First principles thinking means rejecting inherited assumptions and reasoning from fundamentals. Applied to finance, it starts with one question: what is the actual job of a CFO? The answer: provide accurate, timely insight to drive better decisions. That immediately reveals the problem: most finance teams spend 40-60% of their time on data gathering instead. From that starting point, you redesign the function to automate everything that doesn't require human judgment.
What tasks should a finance team automate?

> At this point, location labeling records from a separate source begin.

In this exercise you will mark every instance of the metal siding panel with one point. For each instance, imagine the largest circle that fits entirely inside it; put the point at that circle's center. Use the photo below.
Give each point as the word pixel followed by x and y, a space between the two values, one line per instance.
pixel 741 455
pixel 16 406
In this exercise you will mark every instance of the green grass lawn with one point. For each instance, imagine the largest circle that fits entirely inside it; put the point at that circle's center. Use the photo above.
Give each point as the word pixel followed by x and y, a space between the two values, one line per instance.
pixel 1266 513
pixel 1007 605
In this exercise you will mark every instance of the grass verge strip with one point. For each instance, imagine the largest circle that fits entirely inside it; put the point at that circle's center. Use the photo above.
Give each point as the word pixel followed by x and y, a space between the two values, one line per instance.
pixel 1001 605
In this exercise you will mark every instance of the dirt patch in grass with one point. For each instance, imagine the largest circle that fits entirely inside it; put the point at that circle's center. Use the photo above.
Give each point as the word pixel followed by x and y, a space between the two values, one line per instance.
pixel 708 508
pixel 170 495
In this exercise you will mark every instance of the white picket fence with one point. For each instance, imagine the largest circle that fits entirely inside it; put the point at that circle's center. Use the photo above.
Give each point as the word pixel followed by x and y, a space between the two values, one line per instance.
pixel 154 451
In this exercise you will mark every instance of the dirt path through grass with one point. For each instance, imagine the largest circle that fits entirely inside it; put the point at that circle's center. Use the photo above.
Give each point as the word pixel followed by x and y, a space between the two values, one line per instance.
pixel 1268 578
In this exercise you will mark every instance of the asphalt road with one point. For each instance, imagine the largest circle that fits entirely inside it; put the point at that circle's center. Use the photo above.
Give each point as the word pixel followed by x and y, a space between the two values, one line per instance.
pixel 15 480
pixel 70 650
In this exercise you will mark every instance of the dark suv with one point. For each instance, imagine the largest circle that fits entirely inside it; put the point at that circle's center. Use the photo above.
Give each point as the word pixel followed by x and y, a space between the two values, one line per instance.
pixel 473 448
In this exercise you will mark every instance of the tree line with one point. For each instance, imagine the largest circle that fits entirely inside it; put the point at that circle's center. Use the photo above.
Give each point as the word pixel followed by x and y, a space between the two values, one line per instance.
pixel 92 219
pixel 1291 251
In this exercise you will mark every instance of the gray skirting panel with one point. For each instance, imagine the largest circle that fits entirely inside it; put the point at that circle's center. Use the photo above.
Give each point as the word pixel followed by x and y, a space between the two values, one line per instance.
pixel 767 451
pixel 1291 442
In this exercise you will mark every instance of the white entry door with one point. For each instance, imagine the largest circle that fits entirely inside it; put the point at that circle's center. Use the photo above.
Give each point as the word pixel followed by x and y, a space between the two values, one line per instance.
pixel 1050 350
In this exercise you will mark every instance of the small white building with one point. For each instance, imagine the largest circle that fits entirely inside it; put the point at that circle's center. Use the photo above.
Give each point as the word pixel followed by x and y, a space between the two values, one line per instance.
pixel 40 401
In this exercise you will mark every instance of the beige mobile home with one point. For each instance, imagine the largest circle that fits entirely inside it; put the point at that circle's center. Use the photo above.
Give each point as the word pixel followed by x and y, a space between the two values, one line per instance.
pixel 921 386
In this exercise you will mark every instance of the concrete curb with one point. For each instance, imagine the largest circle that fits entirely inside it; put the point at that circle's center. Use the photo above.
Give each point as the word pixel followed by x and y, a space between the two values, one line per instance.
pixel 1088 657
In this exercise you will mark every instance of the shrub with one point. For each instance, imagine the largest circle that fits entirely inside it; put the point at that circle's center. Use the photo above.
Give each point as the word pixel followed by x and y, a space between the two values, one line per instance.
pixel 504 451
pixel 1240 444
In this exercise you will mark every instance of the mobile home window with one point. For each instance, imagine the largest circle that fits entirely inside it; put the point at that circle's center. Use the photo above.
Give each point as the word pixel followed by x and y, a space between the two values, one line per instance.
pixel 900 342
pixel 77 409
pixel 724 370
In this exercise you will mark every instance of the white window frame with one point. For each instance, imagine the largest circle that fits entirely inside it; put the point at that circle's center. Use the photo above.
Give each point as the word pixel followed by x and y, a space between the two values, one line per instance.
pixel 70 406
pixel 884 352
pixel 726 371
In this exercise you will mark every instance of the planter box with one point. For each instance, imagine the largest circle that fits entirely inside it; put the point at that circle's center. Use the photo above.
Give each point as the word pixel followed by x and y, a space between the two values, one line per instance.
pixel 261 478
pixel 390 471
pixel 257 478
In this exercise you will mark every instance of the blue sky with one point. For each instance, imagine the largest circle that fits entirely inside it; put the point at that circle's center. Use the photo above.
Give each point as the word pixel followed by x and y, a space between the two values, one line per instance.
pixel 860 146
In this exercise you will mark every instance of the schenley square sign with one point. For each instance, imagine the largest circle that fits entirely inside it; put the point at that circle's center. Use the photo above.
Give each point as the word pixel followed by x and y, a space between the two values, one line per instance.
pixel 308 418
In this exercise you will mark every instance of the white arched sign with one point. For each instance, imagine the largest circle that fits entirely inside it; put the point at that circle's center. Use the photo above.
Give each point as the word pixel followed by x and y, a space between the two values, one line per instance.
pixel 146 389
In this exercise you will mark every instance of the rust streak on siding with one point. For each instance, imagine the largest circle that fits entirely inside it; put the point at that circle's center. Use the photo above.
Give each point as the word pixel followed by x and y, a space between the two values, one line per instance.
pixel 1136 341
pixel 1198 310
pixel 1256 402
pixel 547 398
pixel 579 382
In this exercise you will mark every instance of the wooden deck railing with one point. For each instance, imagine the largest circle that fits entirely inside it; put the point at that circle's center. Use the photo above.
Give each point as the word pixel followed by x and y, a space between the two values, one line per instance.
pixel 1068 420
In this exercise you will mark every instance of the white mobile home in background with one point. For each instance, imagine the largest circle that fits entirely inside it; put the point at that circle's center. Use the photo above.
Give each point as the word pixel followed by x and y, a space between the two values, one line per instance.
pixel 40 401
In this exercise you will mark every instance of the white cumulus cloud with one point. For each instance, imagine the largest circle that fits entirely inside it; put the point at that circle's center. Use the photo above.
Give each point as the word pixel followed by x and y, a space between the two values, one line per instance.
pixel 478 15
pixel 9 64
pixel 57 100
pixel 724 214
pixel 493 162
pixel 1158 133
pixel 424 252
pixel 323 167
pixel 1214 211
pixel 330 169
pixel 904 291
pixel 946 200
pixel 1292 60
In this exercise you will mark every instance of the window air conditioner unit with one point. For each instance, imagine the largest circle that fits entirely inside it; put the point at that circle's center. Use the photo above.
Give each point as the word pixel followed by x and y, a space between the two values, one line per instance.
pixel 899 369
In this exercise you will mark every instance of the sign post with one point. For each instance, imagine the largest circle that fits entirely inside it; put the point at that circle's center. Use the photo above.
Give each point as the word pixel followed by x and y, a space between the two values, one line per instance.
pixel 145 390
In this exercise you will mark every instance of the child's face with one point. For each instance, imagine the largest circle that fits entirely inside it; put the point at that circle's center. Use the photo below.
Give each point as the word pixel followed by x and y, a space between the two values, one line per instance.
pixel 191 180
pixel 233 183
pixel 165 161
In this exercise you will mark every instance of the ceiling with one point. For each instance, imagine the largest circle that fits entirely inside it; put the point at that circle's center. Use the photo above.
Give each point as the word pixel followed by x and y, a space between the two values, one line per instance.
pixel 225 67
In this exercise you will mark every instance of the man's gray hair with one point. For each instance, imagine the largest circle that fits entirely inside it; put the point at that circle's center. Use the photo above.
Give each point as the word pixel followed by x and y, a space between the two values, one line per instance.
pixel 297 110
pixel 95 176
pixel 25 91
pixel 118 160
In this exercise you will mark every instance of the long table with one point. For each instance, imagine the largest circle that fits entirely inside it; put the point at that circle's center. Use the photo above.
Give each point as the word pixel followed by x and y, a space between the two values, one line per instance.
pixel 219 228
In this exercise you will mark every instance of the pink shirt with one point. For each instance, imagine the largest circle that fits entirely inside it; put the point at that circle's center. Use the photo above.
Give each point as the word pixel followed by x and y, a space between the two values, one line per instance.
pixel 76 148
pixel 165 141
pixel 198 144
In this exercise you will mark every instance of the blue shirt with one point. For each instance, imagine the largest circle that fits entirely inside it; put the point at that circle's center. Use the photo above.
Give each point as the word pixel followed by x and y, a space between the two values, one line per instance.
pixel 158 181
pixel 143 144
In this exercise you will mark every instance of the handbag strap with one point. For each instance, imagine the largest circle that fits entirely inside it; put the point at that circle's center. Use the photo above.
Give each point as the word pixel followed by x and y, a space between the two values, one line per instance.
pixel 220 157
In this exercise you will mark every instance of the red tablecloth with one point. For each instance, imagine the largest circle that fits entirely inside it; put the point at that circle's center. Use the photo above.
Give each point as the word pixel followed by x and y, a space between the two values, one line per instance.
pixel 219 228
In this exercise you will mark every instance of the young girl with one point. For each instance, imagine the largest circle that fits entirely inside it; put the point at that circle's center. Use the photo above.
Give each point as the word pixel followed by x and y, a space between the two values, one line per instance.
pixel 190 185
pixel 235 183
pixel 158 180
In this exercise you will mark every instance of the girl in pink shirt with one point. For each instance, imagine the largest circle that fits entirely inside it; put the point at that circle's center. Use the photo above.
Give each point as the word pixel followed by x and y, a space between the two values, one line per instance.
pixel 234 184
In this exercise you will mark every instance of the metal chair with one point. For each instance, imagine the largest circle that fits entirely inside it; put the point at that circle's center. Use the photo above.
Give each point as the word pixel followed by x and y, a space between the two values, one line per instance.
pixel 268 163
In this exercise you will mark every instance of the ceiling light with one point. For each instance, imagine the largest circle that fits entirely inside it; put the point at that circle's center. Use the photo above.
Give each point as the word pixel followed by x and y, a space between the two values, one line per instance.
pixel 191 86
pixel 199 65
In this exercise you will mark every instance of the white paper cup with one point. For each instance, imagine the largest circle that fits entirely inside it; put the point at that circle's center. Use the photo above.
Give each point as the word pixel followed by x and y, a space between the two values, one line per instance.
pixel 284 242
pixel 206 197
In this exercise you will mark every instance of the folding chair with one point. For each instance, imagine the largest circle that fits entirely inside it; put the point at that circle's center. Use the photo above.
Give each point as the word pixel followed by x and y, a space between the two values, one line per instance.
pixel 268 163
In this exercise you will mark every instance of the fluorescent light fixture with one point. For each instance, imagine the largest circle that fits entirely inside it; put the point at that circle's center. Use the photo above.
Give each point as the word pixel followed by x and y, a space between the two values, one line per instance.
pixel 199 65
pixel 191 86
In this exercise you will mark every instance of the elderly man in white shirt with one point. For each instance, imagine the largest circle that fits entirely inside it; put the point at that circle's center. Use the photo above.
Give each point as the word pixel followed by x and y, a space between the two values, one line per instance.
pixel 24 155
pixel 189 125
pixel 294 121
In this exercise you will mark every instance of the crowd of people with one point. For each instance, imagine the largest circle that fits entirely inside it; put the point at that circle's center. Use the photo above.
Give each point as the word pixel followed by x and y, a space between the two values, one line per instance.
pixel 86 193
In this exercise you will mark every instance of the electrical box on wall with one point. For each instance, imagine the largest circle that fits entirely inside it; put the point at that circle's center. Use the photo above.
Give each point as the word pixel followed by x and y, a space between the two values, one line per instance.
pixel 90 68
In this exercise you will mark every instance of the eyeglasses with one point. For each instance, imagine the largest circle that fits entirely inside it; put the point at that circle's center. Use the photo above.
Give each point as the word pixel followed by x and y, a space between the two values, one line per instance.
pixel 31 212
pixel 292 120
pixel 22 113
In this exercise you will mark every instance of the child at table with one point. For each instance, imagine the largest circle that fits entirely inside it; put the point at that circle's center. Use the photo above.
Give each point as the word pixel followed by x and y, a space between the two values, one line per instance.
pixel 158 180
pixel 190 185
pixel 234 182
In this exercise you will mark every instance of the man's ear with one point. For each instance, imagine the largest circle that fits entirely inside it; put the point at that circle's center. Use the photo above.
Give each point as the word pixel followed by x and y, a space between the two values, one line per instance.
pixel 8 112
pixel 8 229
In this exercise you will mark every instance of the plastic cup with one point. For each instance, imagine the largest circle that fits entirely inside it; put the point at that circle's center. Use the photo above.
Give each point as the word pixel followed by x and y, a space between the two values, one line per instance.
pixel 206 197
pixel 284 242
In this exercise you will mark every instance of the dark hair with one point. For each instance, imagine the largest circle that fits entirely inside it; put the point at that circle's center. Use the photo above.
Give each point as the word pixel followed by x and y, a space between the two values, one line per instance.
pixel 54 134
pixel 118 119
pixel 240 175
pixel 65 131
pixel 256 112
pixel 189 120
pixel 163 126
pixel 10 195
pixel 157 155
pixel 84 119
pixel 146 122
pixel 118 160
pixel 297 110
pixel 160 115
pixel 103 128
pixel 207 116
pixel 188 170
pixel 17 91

Any task that is recurring and rule-based, where a detailed enough set of instructions could tell a computer exactly what to do. Common examples: monthly data pulls from ERP systems, intercompany eliminations, budget-vs-actual report generation, reconciliations, and month-end close checklists. Tasks that require judgment (variance interpretation, strategic recommendations, stakeholder communication) stay with humans.
What are the best leading indicators for manufacturing finance teams?
The most predictive leading indicators for manufacturing businesses are: quote-to-order ratio (revenue pipeline), on-time delivery rate (customer retention risk), equipment uptime (labor variance predictor), WIP aging (cash conversion and margin risk), and freight cost per unit (logistics margin compression). These typically exist in operational systems but aren't surfaced in standard finance dashboards.
Why do most finance transformations fail to deliver on their promise?
Because they focus on the output layer (better dashboards, new BI tools, more analysts) without fixing the underlying data layer. If operational data doesn't flow reliably into financial systems, no amount of analytical tooling will produce accurate, timely insight. The prerequisite to any finance transformation is a connected, clean data pipeline from operational systems to the finance function.